La bibliothèque libre.
Le texte de cette page a été corrigé et est conforme au fac-similé.


Cyrus fait ensuite trois parasanges en une étape, marchant en ordre de bataille avec toutes ses troupes, grecques et barbares : il pensait, en effet, que le roi l’attaquerait ce jour-là. Vers le milieu de cette marche, il rencontra un fossé creusé de main d’homme, fossé profond, d’une largeur de cinq brasses et d’une profondeur de trois. Il s’étendait, en remontant dans la plaine d’une longueur de douze parasanges, jusqu’au mur de la Médie. Il y a dans cette plaine quatre canaux qui dérivent du Tigre : ils sont très-profonds, larges d’un plèthre et portant des bateaux chargés de blé. Ils se jettent dans l’Euphrate et ont de l’un à l’autre la distance d’un parasange : on les passe sur des ponts.

Près de l’Euphrate, entre le fleuve et le fossé, était un passage étroit d’environ vingt pieds. Le grand roi avait fait creuser ce fossé pour se retrancher, lorsqu’il avait appris que Cyrus marchait contre lui. Cyrus et son armée passent le défilé et se trouvent au delà du fossé. Le roi ne se présente point ce jour-là pour combattre ; mais on remarque beaucoup de traces de chevaux et d’hommes battant en retraite. Cyrus alors fait venir le devin Silanus d’Ambracie, et lui donne trois mille dariques, parce que, onze jours auparavant, il lui avait annoncé, pendant qu’il sacrifiait, que le roi ne combattrait pas de dix jours. Or Cyrus lui avait dit : « Il n’y aura pas du tout de combat, s’il n’y en a pas dans l’espace de ces dix jours ; si donc tu dis vrai, je te promets dix talents. » C’était cet or qu’il lui comptait, les dix jours étant expirés.

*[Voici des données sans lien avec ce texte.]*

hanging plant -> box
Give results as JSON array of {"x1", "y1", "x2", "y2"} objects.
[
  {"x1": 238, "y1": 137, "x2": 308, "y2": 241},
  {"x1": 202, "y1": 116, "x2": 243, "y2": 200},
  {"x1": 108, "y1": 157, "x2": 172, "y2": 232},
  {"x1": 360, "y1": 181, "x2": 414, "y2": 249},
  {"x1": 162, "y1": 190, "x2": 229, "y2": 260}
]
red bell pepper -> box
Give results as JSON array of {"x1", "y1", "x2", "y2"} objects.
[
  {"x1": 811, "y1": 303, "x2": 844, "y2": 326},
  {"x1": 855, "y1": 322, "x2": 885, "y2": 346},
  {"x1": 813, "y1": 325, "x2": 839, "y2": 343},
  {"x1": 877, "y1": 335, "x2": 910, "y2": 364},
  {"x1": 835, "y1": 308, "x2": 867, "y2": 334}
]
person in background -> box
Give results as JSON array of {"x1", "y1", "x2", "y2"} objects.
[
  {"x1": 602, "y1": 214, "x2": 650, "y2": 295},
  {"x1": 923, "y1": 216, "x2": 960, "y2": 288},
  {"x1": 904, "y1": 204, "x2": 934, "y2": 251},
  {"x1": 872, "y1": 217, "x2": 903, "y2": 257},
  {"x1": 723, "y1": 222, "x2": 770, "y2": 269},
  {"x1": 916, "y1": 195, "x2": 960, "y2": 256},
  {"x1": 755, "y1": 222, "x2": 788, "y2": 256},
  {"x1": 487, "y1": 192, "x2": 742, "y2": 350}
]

Comme le roi ne s’était point opposé à ce que l’armée de Cyrus passât le fossé[1], Cyrus crut, ainsi que beaucoup d’autres, qu’il ne pensait plus à combattre ; aussi, le lendemain, marcha-t-il avec moins de précaution. Le troisième jour, Cyrus s’avance, assis sur son char, avec peu de soldats devant lui, la plupart des troupes marchant en désordre, et beaucoup de soldats faisant porter leurs armes sur des chariots et sur des bêtes de somme.

  1. Plutarque, Vie d’Artaxercès, nous apprend la cause de cette conduite d’Artaxercès : il voulait se retirer dans la province de Perse, et y attendre que toutes ses forces fussent réunies pour combattre Cyrus.